The court heard that GMAC assigned its claims to Webb Resolutions, a mortgage company which specialises in buying loans. Coulson J said that although the two claims at issue were “exceedingly modest”, Webb had another 40 potential claims against E.Surv and more than 200 against other valuers.
Coulson J said that at the time the loans were made, just before the recession, GMAC was “wedded to ‘tick box’ forms for every aspect of their operation”.
Delivering judgment in Webb Resolutions v E.Surv [2012] EWHC 3653 (TCC), he said the issue arose in one of the valuations, a flat in Masshouse Plaza, Birmingham, as to what the E.Surv valuer should do if his obligation to take reasonable care and comply with RICS guidance required him “to do or say something which could not be accommodated by the tick boxes provided”.
Coulson J went on: “I am in no doubt at all as to the general answer to that: if the valuer could not discharge his contractual or tortious obligations to GMAC without adding words somewhere on the form, or producing a covering letter to address the particular issue, then he had to take that course, regardless of the warning in the GMAC guidance notes; anything else would be a plain failure to comply with those obligations.”
Mr Justice Coulson said his earlier summary of the position on the surveyor’s margin of error in making valuations in the 2010 TCC case K/S Lincoln and Others v CB Richard Ellis Hotels still “holds good”.
This stated that for a standard property, the margin “may be as low as” plus or minus five per cent, for a ‘one-off property’, it “will usually be” plus or minus ten per cent, and for a property with ‘exceptional features’, it “could be” plus or minus 15 per cent.
Coulson J said GMAC’s business model at the time “assumed three critical things: that what mattered most was the speed with which the mortgage application was dealt with; that self-certified mortgages were an entirely appropriate product even for those who were ‘credit-impaired’ and that property prices would carry on rising.”
He said GMAC’s CEO, Stephen Knight, had written a lengthy book entitled ‘A Vision for Growth in the UK Mortgage Market’.
“The book was written just before the crash and before GMAC ceased to act as a centralised lender,” Coulson J said.
“It is bombastic in a way peculiar to temporarily successful businessmen.

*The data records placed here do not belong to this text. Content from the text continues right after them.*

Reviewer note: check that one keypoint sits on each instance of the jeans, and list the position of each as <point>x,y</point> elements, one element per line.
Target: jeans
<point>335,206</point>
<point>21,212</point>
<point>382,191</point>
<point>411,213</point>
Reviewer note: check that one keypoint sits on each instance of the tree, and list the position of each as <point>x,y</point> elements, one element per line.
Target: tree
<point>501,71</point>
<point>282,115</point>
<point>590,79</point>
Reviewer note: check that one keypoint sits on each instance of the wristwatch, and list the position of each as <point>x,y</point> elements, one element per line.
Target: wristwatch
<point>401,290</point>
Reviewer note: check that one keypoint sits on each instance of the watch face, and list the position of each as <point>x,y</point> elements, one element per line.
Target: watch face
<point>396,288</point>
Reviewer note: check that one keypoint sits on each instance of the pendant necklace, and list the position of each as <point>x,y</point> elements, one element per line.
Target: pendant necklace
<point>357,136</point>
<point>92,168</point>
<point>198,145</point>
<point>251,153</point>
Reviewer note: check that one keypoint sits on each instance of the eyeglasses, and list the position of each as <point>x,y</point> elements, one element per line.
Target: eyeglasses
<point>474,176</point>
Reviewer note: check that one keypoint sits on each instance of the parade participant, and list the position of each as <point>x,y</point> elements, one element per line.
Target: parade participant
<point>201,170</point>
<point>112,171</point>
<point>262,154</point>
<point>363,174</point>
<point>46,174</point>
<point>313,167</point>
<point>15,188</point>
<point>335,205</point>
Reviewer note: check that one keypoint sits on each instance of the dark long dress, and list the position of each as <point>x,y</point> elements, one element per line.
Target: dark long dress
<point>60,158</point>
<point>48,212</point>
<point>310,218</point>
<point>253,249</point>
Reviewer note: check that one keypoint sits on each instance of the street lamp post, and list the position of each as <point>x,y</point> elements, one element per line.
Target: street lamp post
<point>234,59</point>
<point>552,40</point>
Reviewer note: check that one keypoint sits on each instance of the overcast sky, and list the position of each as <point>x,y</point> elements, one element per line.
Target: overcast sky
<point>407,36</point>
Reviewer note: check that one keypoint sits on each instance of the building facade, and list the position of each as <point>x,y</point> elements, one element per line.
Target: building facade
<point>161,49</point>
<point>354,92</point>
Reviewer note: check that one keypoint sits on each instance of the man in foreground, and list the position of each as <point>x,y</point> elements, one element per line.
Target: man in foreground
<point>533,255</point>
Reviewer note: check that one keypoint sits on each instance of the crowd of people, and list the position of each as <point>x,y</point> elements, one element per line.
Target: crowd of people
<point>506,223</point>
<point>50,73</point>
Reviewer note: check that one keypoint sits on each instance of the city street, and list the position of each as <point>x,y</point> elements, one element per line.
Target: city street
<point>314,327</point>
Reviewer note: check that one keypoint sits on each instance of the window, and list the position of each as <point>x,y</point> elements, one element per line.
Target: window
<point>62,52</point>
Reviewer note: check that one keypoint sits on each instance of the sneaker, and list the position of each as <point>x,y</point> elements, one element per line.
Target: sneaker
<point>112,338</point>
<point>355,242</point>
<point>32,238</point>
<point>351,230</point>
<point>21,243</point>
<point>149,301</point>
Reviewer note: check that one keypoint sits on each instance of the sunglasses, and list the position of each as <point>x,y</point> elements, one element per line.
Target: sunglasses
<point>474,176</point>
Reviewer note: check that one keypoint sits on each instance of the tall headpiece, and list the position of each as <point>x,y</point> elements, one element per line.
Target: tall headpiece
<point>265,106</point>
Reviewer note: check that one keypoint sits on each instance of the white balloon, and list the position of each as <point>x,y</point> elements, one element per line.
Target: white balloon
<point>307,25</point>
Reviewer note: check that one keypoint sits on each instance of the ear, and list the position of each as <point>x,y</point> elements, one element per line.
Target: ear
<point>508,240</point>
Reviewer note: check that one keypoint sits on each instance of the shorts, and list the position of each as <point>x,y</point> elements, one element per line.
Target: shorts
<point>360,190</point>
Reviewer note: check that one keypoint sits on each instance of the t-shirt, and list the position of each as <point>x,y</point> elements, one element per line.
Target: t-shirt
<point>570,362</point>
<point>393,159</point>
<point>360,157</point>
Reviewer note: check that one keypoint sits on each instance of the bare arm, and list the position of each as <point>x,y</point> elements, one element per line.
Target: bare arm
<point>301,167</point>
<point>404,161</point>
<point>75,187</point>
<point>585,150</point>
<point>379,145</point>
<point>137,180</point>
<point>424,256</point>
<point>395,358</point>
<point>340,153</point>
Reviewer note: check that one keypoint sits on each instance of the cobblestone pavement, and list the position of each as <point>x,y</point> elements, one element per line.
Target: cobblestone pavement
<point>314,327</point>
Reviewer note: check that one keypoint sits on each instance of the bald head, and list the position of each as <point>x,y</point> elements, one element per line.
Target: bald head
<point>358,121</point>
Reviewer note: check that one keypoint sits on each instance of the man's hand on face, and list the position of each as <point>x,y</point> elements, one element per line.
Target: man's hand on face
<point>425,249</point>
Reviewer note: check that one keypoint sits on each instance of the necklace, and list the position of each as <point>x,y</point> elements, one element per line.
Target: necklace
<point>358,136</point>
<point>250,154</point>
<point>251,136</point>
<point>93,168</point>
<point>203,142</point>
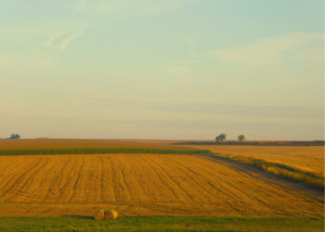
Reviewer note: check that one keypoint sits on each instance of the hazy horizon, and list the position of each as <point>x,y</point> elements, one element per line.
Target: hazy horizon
<point>163,69</point>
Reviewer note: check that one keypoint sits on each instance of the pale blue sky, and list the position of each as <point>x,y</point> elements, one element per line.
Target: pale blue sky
<point>162,69</point>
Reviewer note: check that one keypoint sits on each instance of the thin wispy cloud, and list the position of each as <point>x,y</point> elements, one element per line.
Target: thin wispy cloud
<point>193,54</point>
<point>178,70</point>
<point>73,35</point>
<point>265,51</point>
<point>267,111</point>
<point>50,41</point>
<point>182,62</point>
<point>188,40</point>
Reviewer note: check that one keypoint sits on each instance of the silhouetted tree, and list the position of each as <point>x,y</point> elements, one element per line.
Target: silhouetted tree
<point>222,136</point>
<point>241,137</point>
<point>14,136</point>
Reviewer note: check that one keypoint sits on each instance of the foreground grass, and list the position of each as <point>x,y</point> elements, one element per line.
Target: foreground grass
<point>99,151</point>
<point>162,223</point>
<point>312,179</point>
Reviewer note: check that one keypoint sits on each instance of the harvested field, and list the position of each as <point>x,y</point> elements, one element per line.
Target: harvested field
<point>310,158</point>
<point>146,184</point>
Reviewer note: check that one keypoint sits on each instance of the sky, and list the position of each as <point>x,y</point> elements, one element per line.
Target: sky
<point>162,69</point>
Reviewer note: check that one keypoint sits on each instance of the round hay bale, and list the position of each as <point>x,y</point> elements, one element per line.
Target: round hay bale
<point>110,214</point>
<point>100,214</point>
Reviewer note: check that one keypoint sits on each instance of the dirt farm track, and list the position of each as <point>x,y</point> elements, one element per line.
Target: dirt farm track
<point>146,184</point>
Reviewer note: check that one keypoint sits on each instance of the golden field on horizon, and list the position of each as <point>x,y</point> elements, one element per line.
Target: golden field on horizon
<point>310,158</point>
<point>151,184</point>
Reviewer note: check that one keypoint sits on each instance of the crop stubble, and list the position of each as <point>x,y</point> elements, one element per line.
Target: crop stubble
<point>145,184</point>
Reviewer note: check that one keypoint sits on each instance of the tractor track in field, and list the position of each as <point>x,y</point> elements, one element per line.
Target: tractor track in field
<point>146,184</point>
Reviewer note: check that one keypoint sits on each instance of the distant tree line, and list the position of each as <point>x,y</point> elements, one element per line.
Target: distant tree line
<point>14,136</point>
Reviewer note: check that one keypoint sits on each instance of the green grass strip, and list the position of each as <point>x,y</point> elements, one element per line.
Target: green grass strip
<point>100,151</point>
<point>162,223</point>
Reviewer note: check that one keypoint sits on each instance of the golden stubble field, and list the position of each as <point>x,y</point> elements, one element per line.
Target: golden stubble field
<point>146,184</point>
<point>305,157</point>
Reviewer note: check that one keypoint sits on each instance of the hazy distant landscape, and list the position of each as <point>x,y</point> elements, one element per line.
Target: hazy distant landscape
<point>162,115</point>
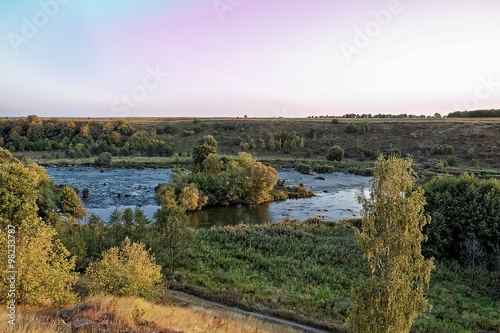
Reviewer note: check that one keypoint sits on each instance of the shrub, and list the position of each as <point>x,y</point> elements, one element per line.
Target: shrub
<point>126,271</point>
<point>245,146</point>
<point>335,153</point>
<point>471,154</point>
<point>303,168</point>
<point>104,159</point>
<point>188,133</point>
<point>323,168</point>
<point>394,152</point>
<point>351,128</point>
<point>443,150</point>
<point>238,141</point>
<point>312,133</point>
<point>364,127</point>
<point>452,161</point>
<point>461,208</point>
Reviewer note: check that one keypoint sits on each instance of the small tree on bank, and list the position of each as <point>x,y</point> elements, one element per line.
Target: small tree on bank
<point>126,271</point>
<point>391,236</point>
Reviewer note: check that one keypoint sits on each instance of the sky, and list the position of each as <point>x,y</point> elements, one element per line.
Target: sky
<point>261,58</point>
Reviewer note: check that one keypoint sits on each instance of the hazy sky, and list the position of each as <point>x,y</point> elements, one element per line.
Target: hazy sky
<point>255,57</point>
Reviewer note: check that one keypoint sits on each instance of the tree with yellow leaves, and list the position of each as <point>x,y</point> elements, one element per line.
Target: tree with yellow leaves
<point>391,236</point>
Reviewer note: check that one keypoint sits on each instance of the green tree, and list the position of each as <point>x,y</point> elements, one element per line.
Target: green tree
<point>173,235</point>
<point>70,205</point>
<point>104,159</point>
<point>42,263</point>
<point>126,271</point>
<point>335,153</point>
<point>391,236</point>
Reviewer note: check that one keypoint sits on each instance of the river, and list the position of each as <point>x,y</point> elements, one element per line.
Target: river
<point>335,197</point>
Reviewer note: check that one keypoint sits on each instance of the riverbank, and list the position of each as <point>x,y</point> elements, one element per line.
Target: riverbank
<point>305,271</point>
<point>177,313</point>
<point>363,168</point>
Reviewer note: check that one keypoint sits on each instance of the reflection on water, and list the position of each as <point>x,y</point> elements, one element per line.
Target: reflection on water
<point>335,196</point>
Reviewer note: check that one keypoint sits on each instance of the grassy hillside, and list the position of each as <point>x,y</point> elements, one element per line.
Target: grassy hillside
<point>475,143</point>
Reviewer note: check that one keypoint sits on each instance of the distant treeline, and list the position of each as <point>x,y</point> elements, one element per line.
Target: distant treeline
<point>380,115</point>
<point>79,138</point>
<point>475,114</point>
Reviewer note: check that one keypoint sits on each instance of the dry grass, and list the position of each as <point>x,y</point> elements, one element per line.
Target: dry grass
<point>113,314</point>
<point>29,322</point>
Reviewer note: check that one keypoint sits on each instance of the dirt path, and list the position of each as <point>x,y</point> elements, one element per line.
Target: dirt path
<point>184,297</point>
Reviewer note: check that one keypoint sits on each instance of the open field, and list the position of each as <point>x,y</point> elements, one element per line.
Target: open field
<point>474,142</point>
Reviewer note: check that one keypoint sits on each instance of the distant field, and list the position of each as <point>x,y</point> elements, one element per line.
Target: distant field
<point>469,138</point>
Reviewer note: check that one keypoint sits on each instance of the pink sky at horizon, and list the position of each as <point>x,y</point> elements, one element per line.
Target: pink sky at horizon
<point>258,58</point>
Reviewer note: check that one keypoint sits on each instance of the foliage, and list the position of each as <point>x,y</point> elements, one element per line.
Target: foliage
<point>305,266</point>
<point>126,271</point>
<point>396,152</point>
<point>303,168</point>
<point>351,128</point>
<point>104,159</point>
<point>70,205</point>
<point>475,114</point>
<point>172,236</point>
<point>284,141</point>
<point>452,161</point>
<point>42,263</point>
<point>364,127</point>
<point>323,168</point>
<point>335,153</point>
<point>204,147</point>
<point>461,208</point>
<point>390,236</point>
<point>443,150</point>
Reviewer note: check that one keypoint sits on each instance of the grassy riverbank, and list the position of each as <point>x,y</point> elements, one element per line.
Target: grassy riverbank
<point>107,314</point>
<point>304,272</point>
<point>470,144</point>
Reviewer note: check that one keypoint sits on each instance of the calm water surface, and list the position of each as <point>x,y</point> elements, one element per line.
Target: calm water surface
<point>121,188</point>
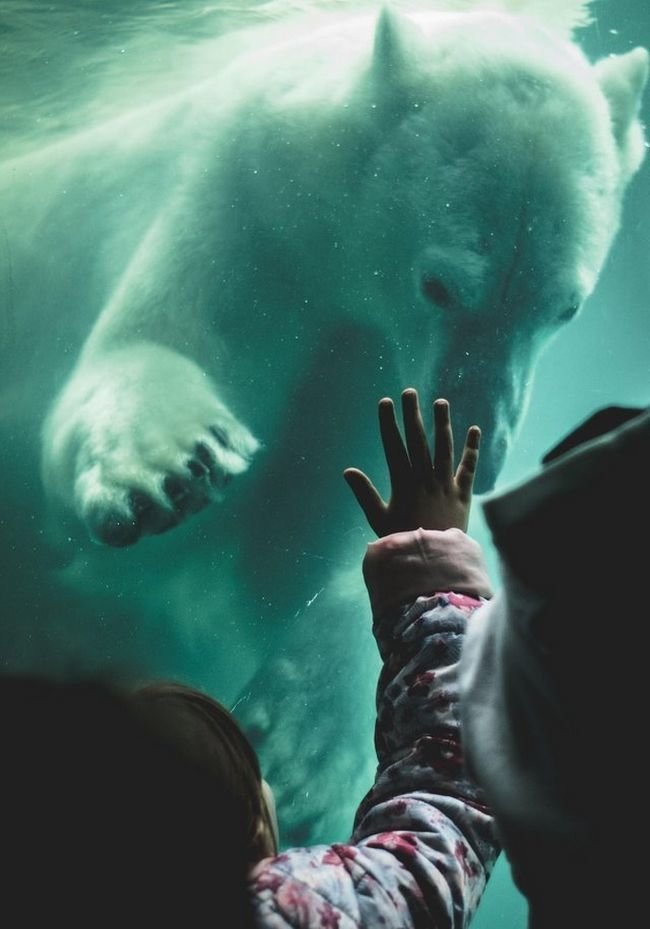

The passage of time has lent hubris to much of the book, which repeats over and over again the importance of an automated process which could give ‘a meaningful predictive decision within seconds of keying the appropriate information’.”
Coulson J said allegations of contributory negligence by E.Surv had to be seen against the context of a background where those involved in the world of financial services and mortgage lending appeared “sadly immune to the lessons of history”.
Mr Justice Coulson found that E.Surv had been negligent with both valuations awarded damages of £22,840 for the first one and £25,600 for the second, a house in Whitstable, after a 50 per cent reduction for contributory negligence.